Dans le premier vers on désigne l'épreuve de la perte qui entraîne un sentimant poignant de déréalisation universelle. C'est en effet ce qui se passe dans le deuil.

Le second vers introduit un paradoxe qui peut étonner : on croit que tout est dépeuplé, troué par le manque, dévitalisé - ce qui correspond à un certain niveau de la perception - alors qu'en fait il s'est opéré une sorte de saturation, par extension maximale de l'image de l'objet manquant, image fantomatique, omni présente, qui envahit de son ombre tout le champ de la conscience, que le sujet ne perçoit pas comme telle, mais qui colore en sombre toute l'humeur, toute la perception, à partir d'une source inapperçue. On pourrait croire que c'est l'objet qui manque, mais en réalité c'est le manque comme tel, figé dans sa structure intemporelle, qui agit universellement, "peuplant" le monde de son irradiation funèbre.

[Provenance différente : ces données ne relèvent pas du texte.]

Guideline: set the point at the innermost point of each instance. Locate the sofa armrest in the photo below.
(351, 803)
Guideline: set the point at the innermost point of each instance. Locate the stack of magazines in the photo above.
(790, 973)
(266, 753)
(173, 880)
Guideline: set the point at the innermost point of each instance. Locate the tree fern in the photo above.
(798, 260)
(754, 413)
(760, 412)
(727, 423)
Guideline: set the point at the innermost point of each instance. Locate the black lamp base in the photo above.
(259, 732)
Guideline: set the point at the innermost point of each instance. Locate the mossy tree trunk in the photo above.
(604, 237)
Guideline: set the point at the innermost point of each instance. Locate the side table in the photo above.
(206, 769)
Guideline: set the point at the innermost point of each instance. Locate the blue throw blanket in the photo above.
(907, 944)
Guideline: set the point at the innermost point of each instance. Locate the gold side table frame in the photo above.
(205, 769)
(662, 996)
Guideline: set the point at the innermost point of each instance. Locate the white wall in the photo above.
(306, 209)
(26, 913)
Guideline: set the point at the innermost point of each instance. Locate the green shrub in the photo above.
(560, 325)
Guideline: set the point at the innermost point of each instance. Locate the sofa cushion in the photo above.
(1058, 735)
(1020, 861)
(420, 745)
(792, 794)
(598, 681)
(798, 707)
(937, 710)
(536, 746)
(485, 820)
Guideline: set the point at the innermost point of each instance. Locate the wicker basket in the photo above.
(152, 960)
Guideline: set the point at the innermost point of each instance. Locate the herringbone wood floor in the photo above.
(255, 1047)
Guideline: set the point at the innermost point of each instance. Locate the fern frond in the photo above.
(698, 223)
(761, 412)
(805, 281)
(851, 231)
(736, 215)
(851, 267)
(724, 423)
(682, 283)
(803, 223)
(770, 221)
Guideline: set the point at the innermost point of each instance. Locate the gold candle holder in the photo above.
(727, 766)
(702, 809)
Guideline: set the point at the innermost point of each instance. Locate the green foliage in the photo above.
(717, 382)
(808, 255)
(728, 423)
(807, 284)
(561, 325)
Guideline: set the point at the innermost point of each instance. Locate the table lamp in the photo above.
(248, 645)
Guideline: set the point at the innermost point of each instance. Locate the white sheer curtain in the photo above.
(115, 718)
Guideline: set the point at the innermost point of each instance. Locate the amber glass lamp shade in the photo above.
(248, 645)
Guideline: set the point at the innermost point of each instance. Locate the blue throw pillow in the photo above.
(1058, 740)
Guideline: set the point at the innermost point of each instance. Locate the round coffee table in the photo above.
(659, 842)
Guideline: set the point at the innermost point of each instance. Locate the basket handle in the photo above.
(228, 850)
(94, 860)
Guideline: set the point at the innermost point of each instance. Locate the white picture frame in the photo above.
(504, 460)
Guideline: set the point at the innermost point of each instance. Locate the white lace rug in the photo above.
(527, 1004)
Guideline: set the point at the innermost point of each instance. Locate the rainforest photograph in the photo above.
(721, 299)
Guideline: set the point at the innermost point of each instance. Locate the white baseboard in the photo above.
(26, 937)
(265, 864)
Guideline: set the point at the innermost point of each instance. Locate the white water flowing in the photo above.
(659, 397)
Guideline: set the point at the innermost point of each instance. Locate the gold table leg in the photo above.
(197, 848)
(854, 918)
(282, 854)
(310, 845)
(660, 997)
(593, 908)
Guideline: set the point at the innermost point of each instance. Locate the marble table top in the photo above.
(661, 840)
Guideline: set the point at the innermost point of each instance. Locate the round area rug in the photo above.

C'est ainsi que j'entends, chez Nerval, la notation du "soleil noir" de la mélancolie : "Je suis le ténébreux, le veuf, l'inconsolé". C'est l'objet sombre qui tombe sur le moi et endeuille le monde.

J'ai proposé l'expression "trou blanc"" en opposition au "trou noir", encore que les deux expressions me parussent légitimes. Trou noir, comme le soleil noir de Nerval, décrivant l'humeur et la douleur, trou blanc marquant le manque structurel qui, paradoxalement, remplit tout l'espace de son vide. Pour les uns il n'y a que la mort, la mélancolie réalisant le prodige de la mort dans la vie, pour les autres il n'y a que le vide qui peuple toute chose d'absence.

C'est cette dernière disposition que j'ai cru trouver dans Mallarmé, le blanc qui irréalise, la feuille blanche, la "blanche agonie", le parfum absent de tout bouquet.